The metaphor of technical debt in code and design can be defined as follows: You start at an optimal level of code. In the next release, you are adding a new feature. This would take an effort E. This, of course, assuming that estimations are somewhere near reality.
If the level of code was less than optimal, the effort will be E + T.
Where T is the technical debt. Writing bad code is like going further into debt. You take the loan now, and you repay the debt later. The bigger the mess, the larger the delay in the next release.
The term “technical debt” was first introduced by Ward Cunningham. It was in the early 90s when the disconnects between development and business were growing bigger and bigger. The business people would urge developers do release untested, ugly code in order to get their product or new features faster. The developers tried to explain why this was a bad mistake.

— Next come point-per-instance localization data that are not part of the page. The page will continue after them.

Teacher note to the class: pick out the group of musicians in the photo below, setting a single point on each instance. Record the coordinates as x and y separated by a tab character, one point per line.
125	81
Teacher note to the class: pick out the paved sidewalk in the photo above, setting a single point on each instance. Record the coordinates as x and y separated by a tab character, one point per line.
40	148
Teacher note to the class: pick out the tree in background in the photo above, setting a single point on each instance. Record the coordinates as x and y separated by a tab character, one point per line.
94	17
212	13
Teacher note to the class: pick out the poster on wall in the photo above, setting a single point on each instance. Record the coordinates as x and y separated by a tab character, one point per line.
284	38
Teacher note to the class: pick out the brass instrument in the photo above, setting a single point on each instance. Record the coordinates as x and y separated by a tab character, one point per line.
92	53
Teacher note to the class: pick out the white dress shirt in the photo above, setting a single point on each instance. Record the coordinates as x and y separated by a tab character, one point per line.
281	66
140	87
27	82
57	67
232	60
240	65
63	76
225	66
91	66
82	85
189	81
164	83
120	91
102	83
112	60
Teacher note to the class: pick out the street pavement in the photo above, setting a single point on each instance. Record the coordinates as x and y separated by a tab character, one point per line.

Some things will never change...
Most products and projects are still released much earlier than the developers have wanted. Assuming that developers are not just being stubborn (I know, maybe an ever bigger assumption as decent estimations), you would think that we didn’t manage to get the message across to the business. We have done an awesome job explaining what technical debt is and what the results are going to be. The business people understand it. But they are just willing to take the loan now. Can you blame them? Business wants something out there, in the field, that will sell now.

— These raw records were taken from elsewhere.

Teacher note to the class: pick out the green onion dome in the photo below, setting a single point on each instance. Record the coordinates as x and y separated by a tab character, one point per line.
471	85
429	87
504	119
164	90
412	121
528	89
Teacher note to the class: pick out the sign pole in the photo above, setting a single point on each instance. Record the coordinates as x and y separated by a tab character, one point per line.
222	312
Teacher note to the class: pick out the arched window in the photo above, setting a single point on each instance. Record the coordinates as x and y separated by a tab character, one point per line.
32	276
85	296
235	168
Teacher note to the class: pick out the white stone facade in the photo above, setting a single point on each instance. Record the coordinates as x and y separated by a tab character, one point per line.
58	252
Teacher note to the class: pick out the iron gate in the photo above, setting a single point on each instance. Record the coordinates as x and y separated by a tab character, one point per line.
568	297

Let’s assume that there is a discussion at one point before a release. It’s about delaying the release and making the code better or releasing now. My experience is that most times the decision will be in favor of an early release at the cost of less quality. There are a number of reasons for this:
- The business would rather have something now, and take the debt, because they have something new to sell.
- Besides the business decision, there are politics involved. People loose face with delayed releases because they promised their management that magic will happen.
- CapEx is paid from the project budget, but OpEx from a different budget. Meaning a lot of technical debt will not be paid by the project but a different department.
An example. On a recent project I was involved there were two very big debt creators.
1) Handling of a dependency on another System B. The team working on that system was completely overloaded. And instead of fixing the problems with that team, my team was forced by management to rebuild functionality that was already in place at System B. This was an architectural f*ç& up and caused many headaches later on.
2) The other one was not spending any time on test automation. Each regression test was done manually. This way we could never deliver each sprint something of good quality, nor could we deliver in fast cycles, cause after development manual testing started for multiple days.
Yes, we released some features earlier as we should, but o boy did the company paid for that later.